There is no danger to patients, but the effect of the medication may be reduced.
Pharmacists must destroy the extract they have received if it is on-premises.
According to the company in a statement released via the German Pharmacists’ Medicines Commission (AMK), the initial batch of Tilray THC 10 CBD 10 tested within parameters of a release date. However, a continuous stability test revealed that the THC content was subsequently lower.
There is no danger to humans, however, a different than stated effect could occur when using the affected products.
The Impact On The German Market
This is now the second recall in the German market in the last year. Aurora cannabis also ran into trouble last fall.
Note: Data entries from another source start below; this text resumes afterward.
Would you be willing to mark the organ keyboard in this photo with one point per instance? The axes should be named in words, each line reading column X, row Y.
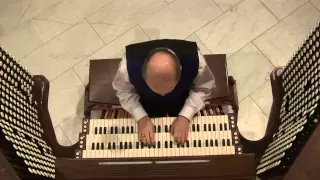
column 108, row 147
column 117, row 138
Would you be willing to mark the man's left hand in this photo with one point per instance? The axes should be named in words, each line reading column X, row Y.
column 180, row 129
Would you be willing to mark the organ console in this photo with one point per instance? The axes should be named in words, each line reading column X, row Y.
column 108, row 147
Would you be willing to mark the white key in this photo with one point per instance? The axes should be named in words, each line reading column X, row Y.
column 225, row 133
column 133, row 142
column 211, row 134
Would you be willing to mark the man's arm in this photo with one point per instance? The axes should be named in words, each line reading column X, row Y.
column 204, row 83
column 126, row 93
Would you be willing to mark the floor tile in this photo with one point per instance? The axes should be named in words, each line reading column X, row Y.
column 226, row 5
column 316, row 3
column 282, row 40
column 254, row 119
column 250, row 69
column 73, row 126
column 282, row 8
column 121, row 15
column 66, row 97
column 263, row 97
column 237, row 27
column 115, row 49
column 202, row 47
column 11, row 13
column 180, row 19
column 30, row 36
column 36, row 7
column 72, row 11
column 61, row 137
column 64, row 51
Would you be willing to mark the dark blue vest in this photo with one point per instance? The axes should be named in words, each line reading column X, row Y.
column 187, row 53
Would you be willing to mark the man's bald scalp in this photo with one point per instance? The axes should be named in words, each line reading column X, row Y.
column 162, row 65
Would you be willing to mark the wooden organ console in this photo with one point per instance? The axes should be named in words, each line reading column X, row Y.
column 209, row 134
column 108, row 147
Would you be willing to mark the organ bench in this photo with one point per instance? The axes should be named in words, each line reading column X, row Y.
column 108, row 146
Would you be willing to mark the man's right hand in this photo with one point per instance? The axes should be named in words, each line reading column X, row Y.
column 146, row 131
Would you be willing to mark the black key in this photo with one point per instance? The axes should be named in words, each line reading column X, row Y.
column 116, row 130
column 228, row 142
column 122, row 130
column 111, row 130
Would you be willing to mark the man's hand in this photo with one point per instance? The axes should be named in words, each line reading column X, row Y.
column 146, row 131
column 180, row 129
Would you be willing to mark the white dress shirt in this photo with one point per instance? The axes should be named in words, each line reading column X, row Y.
column 129, row 98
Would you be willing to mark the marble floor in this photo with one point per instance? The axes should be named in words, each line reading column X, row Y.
column 57, row 38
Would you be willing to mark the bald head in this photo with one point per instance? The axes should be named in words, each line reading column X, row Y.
column 161, row 72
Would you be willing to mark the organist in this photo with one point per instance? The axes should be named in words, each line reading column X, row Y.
column 163, row 77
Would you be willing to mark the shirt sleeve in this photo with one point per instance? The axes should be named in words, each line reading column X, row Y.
column 204, row 84
column 128, row 97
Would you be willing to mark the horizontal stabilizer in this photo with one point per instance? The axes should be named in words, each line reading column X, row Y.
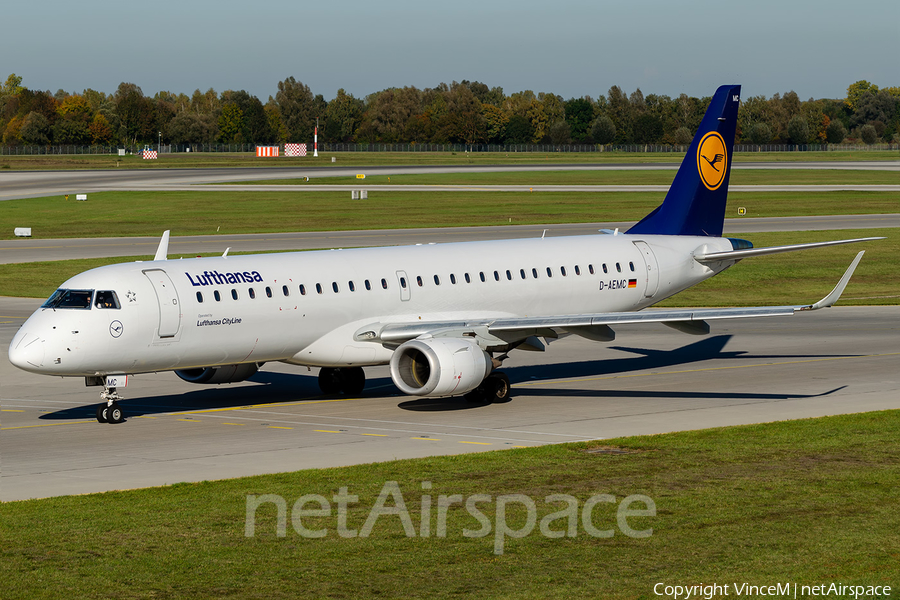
column 749, row 252
column 690, row 320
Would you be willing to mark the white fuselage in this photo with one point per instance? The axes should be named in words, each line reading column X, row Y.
column 169, row 316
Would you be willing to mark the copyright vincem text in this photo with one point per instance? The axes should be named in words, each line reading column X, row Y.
column 783, row 590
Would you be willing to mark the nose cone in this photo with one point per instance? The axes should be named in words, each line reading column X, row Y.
column 27, row 351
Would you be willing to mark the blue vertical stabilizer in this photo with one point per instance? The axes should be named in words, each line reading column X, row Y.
column 695, row 204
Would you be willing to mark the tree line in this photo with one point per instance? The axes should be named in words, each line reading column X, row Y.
column 467, row 112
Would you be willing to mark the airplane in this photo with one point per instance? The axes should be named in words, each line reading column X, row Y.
column 443, row 316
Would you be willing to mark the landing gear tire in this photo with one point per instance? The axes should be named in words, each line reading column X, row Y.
column 329, row 380
column 495, row 388
column 349, row 380
column 498, row 387
column 114, row 414
column 353, row 380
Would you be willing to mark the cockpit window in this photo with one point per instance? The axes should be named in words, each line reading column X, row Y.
column 69, row 299
column 106, row 299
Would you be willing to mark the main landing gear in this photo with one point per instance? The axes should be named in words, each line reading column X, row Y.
column 494, row 388
column 111, row 412
column 349, row 380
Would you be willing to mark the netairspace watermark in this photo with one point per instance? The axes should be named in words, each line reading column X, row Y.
column 390, row 503
column 782, row 590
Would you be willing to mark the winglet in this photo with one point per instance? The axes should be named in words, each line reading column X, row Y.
column 831, row 298
column 163, row 250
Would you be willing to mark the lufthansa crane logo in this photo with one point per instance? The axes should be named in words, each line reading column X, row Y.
column 712, row 160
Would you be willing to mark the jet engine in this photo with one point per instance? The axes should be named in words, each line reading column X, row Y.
column 226, row 374
column 439, row 367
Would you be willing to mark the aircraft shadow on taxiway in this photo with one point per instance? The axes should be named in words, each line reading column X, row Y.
column 270, row 388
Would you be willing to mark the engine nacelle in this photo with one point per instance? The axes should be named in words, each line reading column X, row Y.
column 439, row 367
column 226, row 374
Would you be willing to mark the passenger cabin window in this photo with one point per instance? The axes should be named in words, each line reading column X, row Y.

At at time when German flower and other products made from the same are finally about to enter the market here, this is an embarrassing flub, but also a reminder that the industry is increasingly regulated across Europe and being fitted into existing pharmaceutical infrastructure and standards.
The industry has come a long way, however, it is clear there is room to grow.
In the meantime, Tilray is left without a strategical import product in the market, and a negative mark in the country’s main pharmaceutical trade zine.
The Good News? Whole Plant Cannabis Extracts Have Arrived
Beyond this temporary setback for perhaps the strongest company in a position to begin competing against dronabinol in its presence in the market (if not yet price), there has been a clear ramp-up in the entire German cannabis market conversation.
With only three firms growing the plant in Germany, it is inevitable that at least a part of this crop, certainly in the future, will be processed into extracts for the medical market.
In the meantime, the most widely available medical grade “cannabinoid extract” with THC in it, is dronabinol, produced both by a German and Israeli company. Both companies are likely to see an uptick in sales as a result of the Tilray fail, not just because of price but sheer availability.
However, it is also clear that this is only a temporary setback for the company as well as the entire medical extract discussion auf Deutschland.